A couple days ago while browsing the internet, I came across the intriguing yet bizarre concept of ‘Feminist Economics’. Perplexed, I wondered as to what this could possibly entail. Economics is a social science regarding the production, distribution and consumption of goods and services. Feminism, on the other hand, is the belief that men and women are equal and should be treated as such across all bases. How could these two vastly different ideas possibly come together to form any semblance of a just and reasoned concept?
Essentially, feminist economics is the concept of examining and analysing economic problems from a feminist perspective. This ‘feminist’ perspective entails considering issues that typically affect female demographics, such as domestic work, patriarchal power structures in the workplace, feminist policies, care for the sick and elderly, and other similar problems.
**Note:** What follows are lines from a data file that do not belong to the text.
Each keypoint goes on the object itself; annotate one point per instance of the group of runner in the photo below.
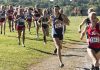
(18, 16)
(92, 31)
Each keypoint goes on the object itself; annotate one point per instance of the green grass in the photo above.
(15, 57)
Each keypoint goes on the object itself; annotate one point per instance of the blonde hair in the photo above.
(90, 10)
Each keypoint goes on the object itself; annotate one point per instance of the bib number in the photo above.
(95, 40)
(58, 25)
(21, 20)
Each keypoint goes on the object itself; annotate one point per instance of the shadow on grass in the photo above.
(29, 38)
(49, 53)
(82, 68)
(74, 42)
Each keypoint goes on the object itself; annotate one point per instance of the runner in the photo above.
(93, 32)
(45, 26)
(15, 16)
(37, 15)
(2, 18)
(86, 20)
(21, 26)
(29, 16)
(58, 21)
(10, 15)
(68, 21)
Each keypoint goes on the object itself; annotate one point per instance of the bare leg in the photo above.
(1, 27)
(19, 35)
(23, 38)
(37, 29)
(12, 25)
(9, 21)
(95, 57)
(4, 27)
(29, 24)
(58, 46)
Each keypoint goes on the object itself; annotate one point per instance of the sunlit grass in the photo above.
(15, 57)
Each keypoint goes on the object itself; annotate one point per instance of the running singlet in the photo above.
(29, 16)
(57, 28)
(21, 20)
(44, 21)
(2, 14)
(10, 14)
(94, 36)
(36, 15)
(87, 21)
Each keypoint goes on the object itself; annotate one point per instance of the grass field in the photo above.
(15, 57)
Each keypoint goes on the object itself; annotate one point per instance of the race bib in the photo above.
(95, 40)
(44, 22)
(58, 25)
(21, 20)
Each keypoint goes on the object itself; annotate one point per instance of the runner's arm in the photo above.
(83, 32)
(80, 26)
(65, 19)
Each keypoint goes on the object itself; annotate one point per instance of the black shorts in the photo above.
(45, 26)
(58, 36)
(94, 49)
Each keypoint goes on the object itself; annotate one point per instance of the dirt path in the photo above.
(74, 59)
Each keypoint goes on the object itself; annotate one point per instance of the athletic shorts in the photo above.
(94, 49)
(29, 20)
(10, 18)
(45, 26)
(2, 20)
(20, 27)
(58, 36)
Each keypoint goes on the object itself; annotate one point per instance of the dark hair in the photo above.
(57, 6)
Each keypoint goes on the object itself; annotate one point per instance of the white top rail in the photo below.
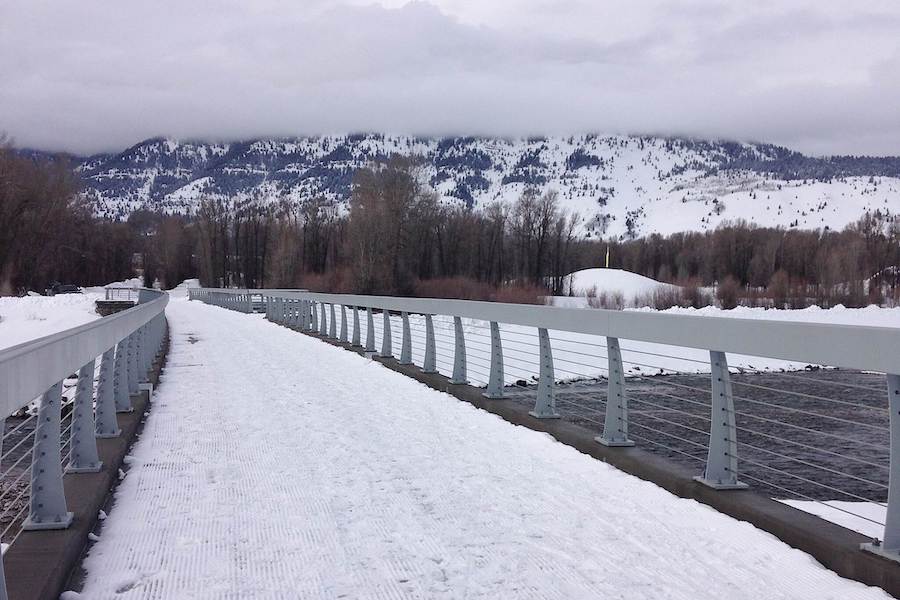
(845, 346)
(27, 370)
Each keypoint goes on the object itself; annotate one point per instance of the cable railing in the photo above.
(710, 393)
(59, 393)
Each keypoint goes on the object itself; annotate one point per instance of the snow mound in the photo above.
(180, 290)
(613, 281)
(30, 317)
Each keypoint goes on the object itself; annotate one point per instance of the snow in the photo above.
(642, 185)
(612, 281)
(866, 518)
(30, 317)
(274, 465)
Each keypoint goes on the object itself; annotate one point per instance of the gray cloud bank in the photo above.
(820, 76)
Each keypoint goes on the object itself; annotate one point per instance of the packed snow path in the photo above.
(274, 465)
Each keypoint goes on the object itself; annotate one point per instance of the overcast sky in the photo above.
(821, 76)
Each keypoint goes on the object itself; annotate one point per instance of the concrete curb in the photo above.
(38, 565)
(835, 547)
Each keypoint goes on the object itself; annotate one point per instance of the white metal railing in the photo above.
(798, 434)
(121, 294)
(126, 345)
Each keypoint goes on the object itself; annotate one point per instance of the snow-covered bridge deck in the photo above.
(276, 466)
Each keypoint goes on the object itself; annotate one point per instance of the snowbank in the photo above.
(613, 281)
(863, 517)
(30, 317)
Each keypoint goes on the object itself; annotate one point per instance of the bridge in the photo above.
(318, 445)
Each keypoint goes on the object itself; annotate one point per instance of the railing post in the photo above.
(386, 349)
(721, 461)
(106, 425)
(890, 546)
(429, 365)
(131, 365)
(615, 424)
(332, 326)
(494, 388)
(545, 404)
(406, 348)
(123, 398)
(48, 499)
(370, 330)
(344, 323)
(355, 340)
(459, 354)
(84, 457)
(3, 594)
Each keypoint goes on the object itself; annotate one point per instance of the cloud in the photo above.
(91, 76)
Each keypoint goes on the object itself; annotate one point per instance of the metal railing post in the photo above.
(386, 349)
(3, 593)
(48, 499)
(494, 389)
(131, 364)
(343, 323)
(429, 364)
(355, 340)
(459, 353)
(615, 424)
(545, 404)
(890, 546)
(370, 330)
(406, 347)
(332, 326)
(123, 398)
(106, 425)
(721, 461)
(84, 457)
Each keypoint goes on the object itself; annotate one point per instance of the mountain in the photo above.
(619, 185)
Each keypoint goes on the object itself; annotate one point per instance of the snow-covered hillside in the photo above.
(619, 185)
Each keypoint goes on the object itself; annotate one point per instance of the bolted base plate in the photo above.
(614, 443)
(881, 551)
(64, 523)
(720, 485)
(95, 469)
(537, 415)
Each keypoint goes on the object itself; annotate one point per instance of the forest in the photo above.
(399, 237)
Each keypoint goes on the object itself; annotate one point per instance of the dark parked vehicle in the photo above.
(62, 288)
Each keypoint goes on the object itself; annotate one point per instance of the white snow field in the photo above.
(29, 317)
(273, 465)
(613, 280)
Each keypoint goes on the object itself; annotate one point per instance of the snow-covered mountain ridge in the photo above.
(619, 185)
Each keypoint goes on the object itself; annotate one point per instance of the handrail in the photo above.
(29, 368)
(126, 344)
(850, 347)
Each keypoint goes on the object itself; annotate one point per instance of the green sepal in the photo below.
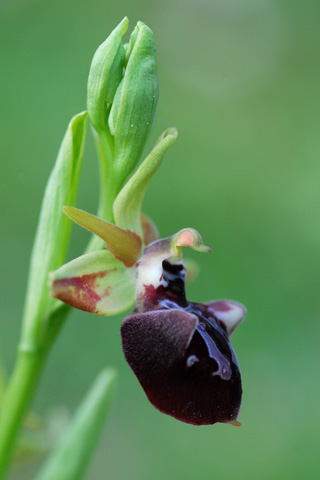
(54, 228)
(127, 206)
(123, 244)
(135, 102)
(70, 458)
(105, 76)
(96, 283)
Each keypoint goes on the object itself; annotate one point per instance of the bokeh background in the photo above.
(241, 81)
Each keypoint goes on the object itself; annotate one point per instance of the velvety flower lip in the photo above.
(180, 350)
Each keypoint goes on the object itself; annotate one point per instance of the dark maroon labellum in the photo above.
(181, 354)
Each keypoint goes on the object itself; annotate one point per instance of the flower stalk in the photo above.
(122, 97)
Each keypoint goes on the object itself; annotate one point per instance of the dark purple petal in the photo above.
(184, 363)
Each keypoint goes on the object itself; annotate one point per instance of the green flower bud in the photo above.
(105, 75)
(135, 101)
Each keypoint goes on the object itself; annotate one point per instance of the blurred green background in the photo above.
(241, 81)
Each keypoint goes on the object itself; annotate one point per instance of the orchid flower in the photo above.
(179, 350)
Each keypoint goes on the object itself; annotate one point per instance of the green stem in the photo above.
(27, 370)
(109, 185)
(23, 382)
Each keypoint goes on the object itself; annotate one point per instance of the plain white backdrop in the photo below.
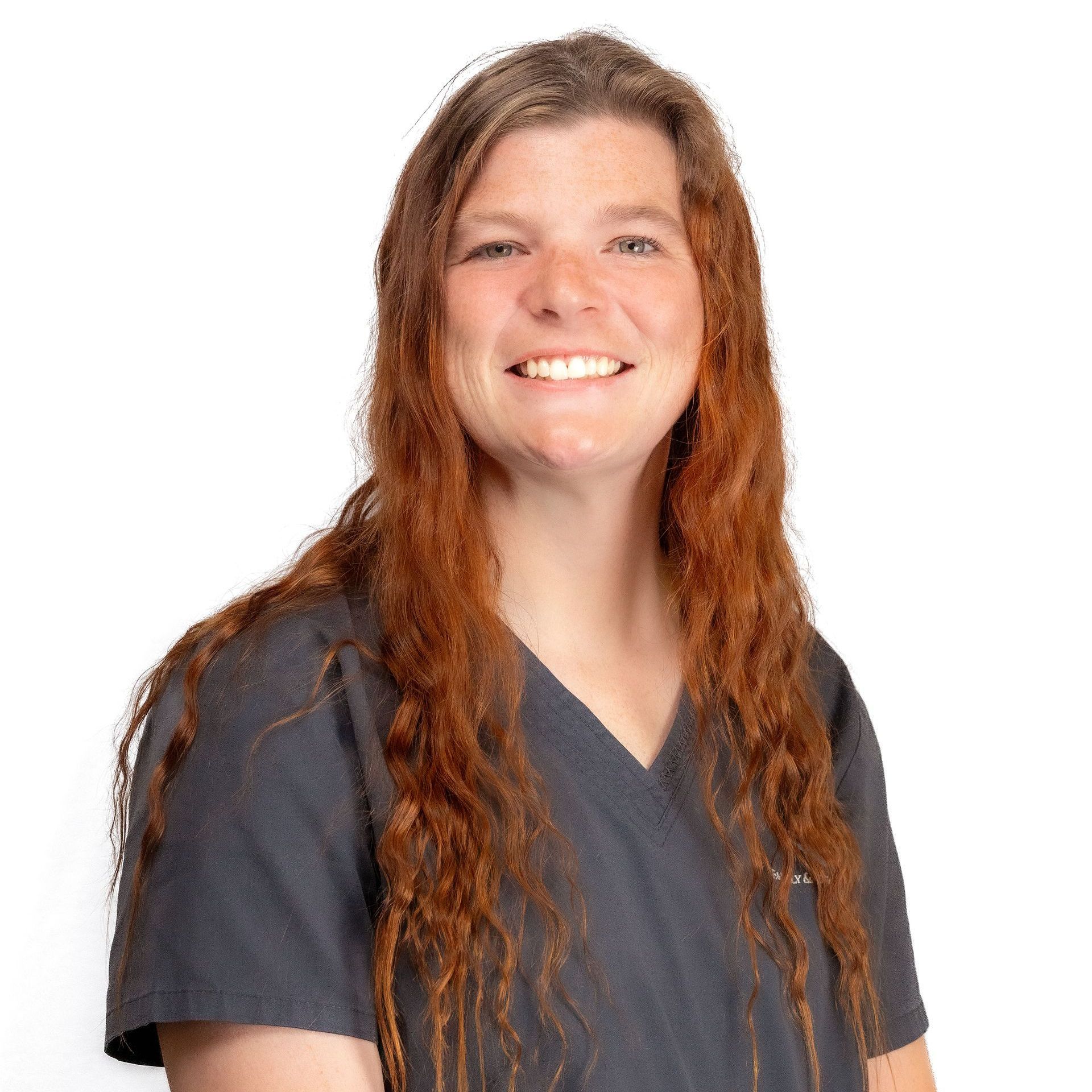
(191, 199)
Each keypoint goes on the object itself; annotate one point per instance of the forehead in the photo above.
(603, 169)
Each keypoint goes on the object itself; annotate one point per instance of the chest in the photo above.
(636, 701)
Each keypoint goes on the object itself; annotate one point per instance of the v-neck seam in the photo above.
(650, 803)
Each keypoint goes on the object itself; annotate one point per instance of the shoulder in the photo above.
(839, 704)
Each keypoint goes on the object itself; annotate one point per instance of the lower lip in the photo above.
(553, 386)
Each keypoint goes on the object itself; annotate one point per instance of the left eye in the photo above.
(646, 239)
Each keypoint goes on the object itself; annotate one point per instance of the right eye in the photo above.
(489, 246)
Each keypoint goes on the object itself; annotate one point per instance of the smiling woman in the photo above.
(532, 771)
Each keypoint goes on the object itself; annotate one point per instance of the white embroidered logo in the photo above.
(797, 877)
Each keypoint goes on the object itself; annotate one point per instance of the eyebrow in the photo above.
(611, 213)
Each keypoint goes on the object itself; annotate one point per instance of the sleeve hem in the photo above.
(131, 1033)
(907, 1028)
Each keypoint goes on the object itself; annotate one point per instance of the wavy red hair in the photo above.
(469, 807)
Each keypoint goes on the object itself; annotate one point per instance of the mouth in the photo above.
(560, 371)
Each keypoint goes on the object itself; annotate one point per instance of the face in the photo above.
(548, 260)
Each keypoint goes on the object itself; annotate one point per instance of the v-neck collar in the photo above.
(650, 797)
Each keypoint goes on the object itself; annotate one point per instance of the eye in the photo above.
(647, 239)
(642, 238)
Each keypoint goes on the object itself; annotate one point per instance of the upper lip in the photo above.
(551, 353)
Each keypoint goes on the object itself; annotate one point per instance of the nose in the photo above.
(565, 284)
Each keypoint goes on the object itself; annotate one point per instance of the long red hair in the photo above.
(414, 537)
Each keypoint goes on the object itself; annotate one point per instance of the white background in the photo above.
(191, 198)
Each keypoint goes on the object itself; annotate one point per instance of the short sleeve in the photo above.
(257, 905)
(862, 790)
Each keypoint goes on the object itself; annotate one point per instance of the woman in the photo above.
(532, 767)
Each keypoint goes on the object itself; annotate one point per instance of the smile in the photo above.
(559, 369)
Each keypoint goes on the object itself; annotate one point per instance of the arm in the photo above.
(217, 1056)
(907, 1069)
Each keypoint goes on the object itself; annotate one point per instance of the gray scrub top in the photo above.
(259, 903)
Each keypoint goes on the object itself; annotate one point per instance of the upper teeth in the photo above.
(573, 367)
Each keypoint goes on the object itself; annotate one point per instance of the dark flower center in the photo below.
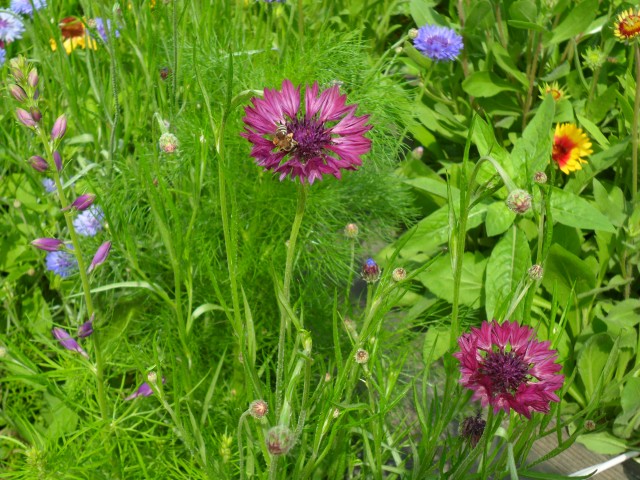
(505, 370)
(311, 135)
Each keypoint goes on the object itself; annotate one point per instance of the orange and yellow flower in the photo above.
(74, 36)
(570, 145)
(627, 25)
(557, 92)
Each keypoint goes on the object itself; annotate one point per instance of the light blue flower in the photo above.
(438, 43)
(89, 222)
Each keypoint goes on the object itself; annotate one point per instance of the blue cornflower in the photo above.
(103, 27)
(26, 7)
(61, 263)
(89, 222)
(49, 185)
(11, 27)
(438, 43)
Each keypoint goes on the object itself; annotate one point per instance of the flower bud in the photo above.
(18, 92)
(168, 143)
(48, 244)
(519, 201)
(370, 271)
(39, 163)
(351, 230)
(57, 159)
(399, 274)
(101, 255)
(258, 409)
(59, 128)
(25, 118)
(361, 356)
(82, 202)
(32, 78)
(535, 272)
(280, 439)
(540, 178)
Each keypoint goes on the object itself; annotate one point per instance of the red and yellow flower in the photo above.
(570, 145)
(627, 25)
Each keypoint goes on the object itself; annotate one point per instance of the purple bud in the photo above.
(36, 114)
(18, 93)
(143, 390)
(48, 244)
(25, 118)
(57, 159)
(39, 163)
(67, 342)
(32, 78)
(59, 128)
(82, 202)
(101, 255)
(86, 328)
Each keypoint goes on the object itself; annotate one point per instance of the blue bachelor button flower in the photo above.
(438, 43)
(89, 222)
(26, 7)
(61, 263)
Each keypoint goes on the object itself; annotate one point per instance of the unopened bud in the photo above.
(519, 201)
(168, 143)
(258, 409)
(535, 272)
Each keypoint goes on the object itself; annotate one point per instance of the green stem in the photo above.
(286, 289)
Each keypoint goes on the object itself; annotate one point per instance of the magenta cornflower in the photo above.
(322, 138)
(507, 368)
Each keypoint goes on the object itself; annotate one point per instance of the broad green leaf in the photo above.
(574, 211)
(431, 233)
(592, 360)
(436, 342)
(531, 152)
(576, 22)
(603, 442)
(506, 63)
(486, 84)
(499, 219)
(564, 270)
(506, 266)
(439, 278)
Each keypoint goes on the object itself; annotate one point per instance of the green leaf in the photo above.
(592, 360)
(531, 152)
(499, 219)
(506, 266)
(486, 84)
(603, 442)
(576, 22)
(574, 211)
(564, 270)
(439, 278)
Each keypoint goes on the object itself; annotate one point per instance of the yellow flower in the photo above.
(570, 144)
(554, 89)
(627, 25)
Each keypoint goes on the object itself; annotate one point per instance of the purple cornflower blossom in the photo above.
(323, 138)
(49, 185)
(61, 263)
(438, 43)
(26, 7)
(11, 26)
(89, 222)
(67, 342)
(103, 27)
(507, 368)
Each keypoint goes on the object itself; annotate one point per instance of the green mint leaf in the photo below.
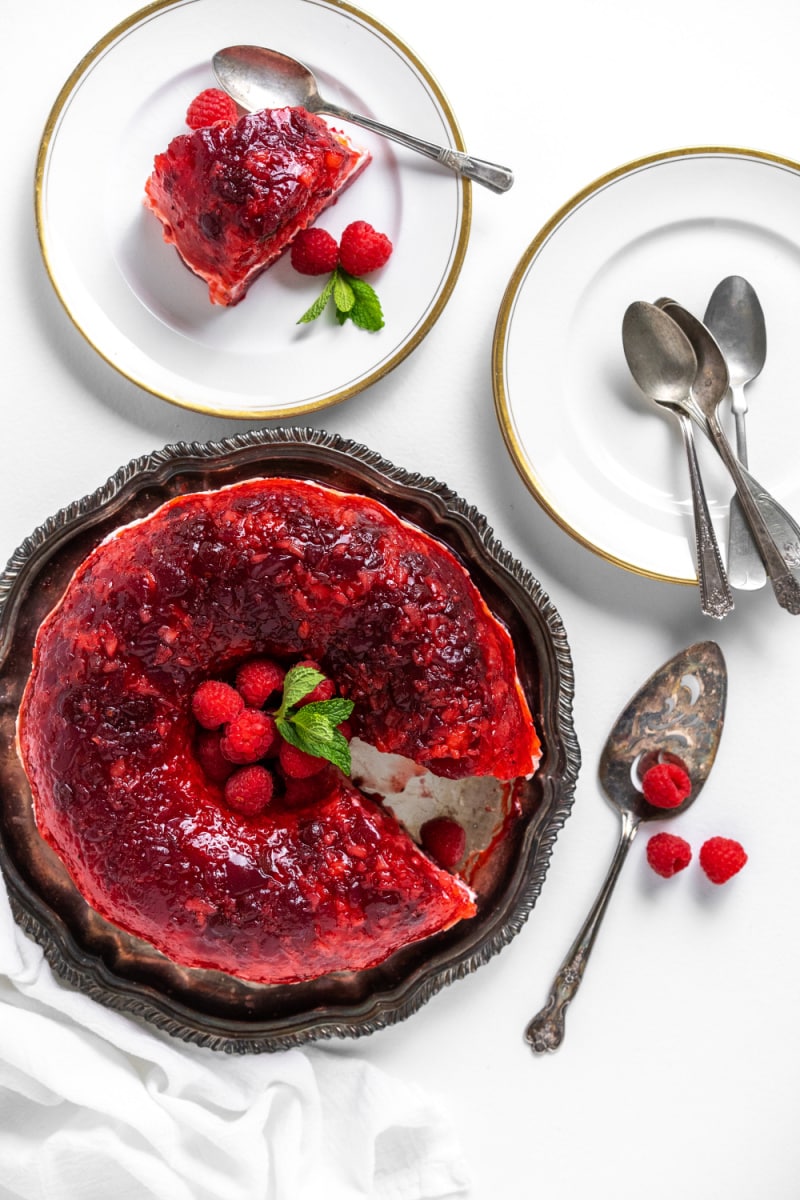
(299, 683)
(288, 732)
(317, 737)
(319, 303)
(343, 292)
(332, 711)
(338, 753)
(366, 311)
(316, 732)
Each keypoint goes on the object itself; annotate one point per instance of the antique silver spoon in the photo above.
(735, 318)
(677, 714)
(709, 389)
(665, 365)
(258, 78)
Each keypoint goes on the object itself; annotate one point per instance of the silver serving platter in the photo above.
(211, 1008)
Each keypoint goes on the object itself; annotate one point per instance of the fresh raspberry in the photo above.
(362, 249)
(248, 737)
(666, 785)
(444, 840)
(296, 763)
(210, 756)
(209, 107)
(721, 858)
(667, 855)
(314, 252)
(257, 679)
(215, 703)
(250, 790)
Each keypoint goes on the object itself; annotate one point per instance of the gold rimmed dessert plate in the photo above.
(127, 291)
(596, 455)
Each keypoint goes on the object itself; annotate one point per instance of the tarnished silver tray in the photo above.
(211, 1008)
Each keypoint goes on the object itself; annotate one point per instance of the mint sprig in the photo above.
(354, 299)
(312, 727)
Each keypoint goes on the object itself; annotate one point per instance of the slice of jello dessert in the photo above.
(232, 197)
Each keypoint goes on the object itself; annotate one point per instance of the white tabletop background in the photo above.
(680, 1071)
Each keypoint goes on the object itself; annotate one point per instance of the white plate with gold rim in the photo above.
(126, 289)
(601, 460)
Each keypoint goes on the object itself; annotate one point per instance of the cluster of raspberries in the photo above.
(666, 786)
(360, 250)
(239, 745)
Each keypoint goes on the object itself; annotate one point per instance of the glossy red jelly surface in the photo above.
(286, 569)
(232, 197)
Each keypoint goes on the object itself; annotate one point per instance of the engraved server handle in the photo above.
(546, 1030)
(489, 174)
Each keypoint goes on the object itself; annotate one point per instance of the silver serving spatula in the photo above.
(679, 714)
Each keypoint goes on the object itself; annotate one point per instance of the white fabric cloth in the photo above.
(96, 1107)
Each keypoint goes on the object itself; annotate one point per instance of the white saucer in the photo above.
(128, 293)
(603, 461)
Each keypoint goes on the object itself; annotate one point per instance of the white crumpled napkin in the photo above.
(95, 1107)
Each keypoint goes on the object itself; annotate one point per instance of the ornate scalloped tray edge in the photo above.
(209, 1008)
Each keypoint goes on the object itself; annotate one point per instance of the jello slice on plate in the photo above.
(232, 197)
(287, 569)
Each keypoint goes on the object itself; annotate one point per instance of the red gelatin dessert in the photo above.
(232, 197)
(286, 570)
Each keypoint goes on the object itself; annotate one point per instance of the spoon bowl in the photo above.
(678, 714)
(708, 390)
(257, 77)
(665, 365)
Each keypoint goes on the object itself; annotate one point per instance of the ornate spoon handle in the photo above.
(546, 1030)
(716, 598)
(489, 174)
(779, 569)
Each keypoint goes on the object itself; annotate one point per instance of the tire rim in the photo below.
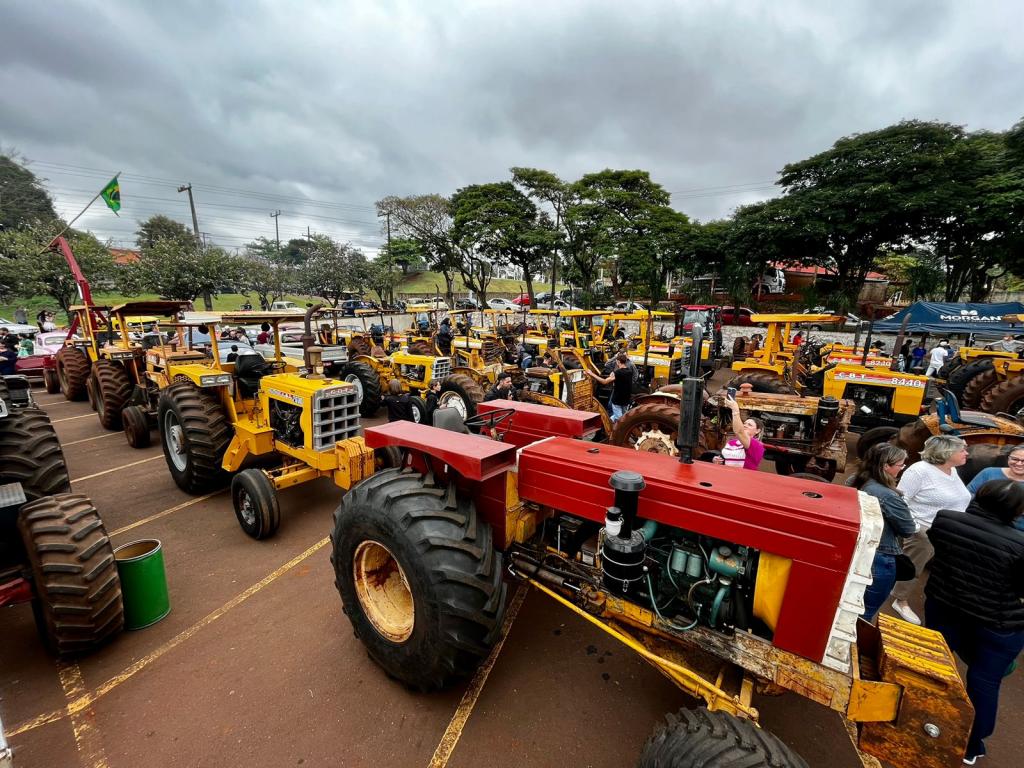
(454, 399)
(383, 591)
(174, 440)
(357, 383)
(247, 510)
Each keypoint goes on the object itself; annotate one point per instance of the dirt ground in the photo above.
(256, 665)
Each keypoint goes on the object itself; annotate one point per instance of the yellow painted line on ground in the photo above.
(118, 469)
(166, 512)
(452, 734)
(85, 700)
(89, 439)
(72, 418)
(87, 736)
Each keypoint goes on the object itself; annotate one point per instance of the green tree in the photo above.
(427, 220)
(333, 269)
(180, 270)
(869, 193)
(261, 272)
(496, 223)
(24, 201)
(39, 271)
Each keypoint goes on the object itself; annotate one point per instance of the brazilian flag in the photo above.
(112, 196)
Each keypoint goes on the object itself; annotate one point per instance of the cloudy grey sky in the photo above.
(320, 109)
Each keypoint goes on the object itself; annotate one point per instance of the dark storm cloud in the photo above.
(351, 101)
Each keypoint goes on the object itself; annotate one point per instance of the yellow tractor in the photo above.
(216, 417)
(108, 361)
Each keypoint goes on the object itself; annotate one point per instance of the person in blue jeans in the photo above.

The way in which this differs from your bog standard economics is that this version specifically seeks out matters that disproportionately impact women. It’s important to keep in mind that feminist economics also looks at marginalised groups that are often left out of mainstream economic discourse, such as the working class, racialised groups, indigenous populations, and sexual minorities. Furthermore, this concept argues that standard economics is centred around the typical man who works for an income, spends his wages, and certainly doesn’t give birth.
An example of this would be in measuring GDP (Gross Domestic Product). It is measured by looking at the value produced through paid labour, but doesn’t take into account the unpaid, often domestic and care work undertaken by largely women in homes.
While a small and highly niche field, feminist economics is hugely relevant now more than ever as women’s rights come into question all over the world, but particularly in developing countries, such as the ongoing protests in Iran, genital mutilations in West African countries, and child marriages in Central Africa.